- Born: 28 August 1887 Tartu, Kreis Dorpat, Governorate of Livonia
- Died: 24 September 1973 (aged 86) Sydney, New South Wales, Australia

= August Kippasto =

Estonian wrestler (1887–1973)

August Johannes Kippasto (28 August 1887 – 24 September 1973) was an Estonian wrestler who competed for the Russian Empire at the 1912 Summer Olympics in Stockholm.

He competed in the Greco-Roman lightweight competition along with two other Estonians, Georg Baumann and Oskar Kaplur, at the 1912 Summer Olympics in Stockholm, where he was eliminated after losing against Ödön Radvány and Karel Halík.

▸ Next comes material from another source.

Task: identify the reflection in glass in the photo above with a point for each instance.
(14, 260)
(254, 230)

In 1929 he emigrated to Australia, where he worked as a piano tuner in Melbourne and while living in Mount Isa, and as a pupil of the great Georg Hackenschmidt, also tried his hand in professional wrestling under the name Russian Strongman Razgon (Ragozin, Ivan Razgon, Kippasto Razgon), but without success. He wrestled among others with Estonian-born Martin Bucht, former Pacific Coast Light Heavyweight Champion, Heavyweight Champion of Australia and Master of a Thousand Holds Billy Meeske. and the American heavyweight wrestler Bill Beth .

1973 he published poems collection "Mõtteid Kodust" in Sydney.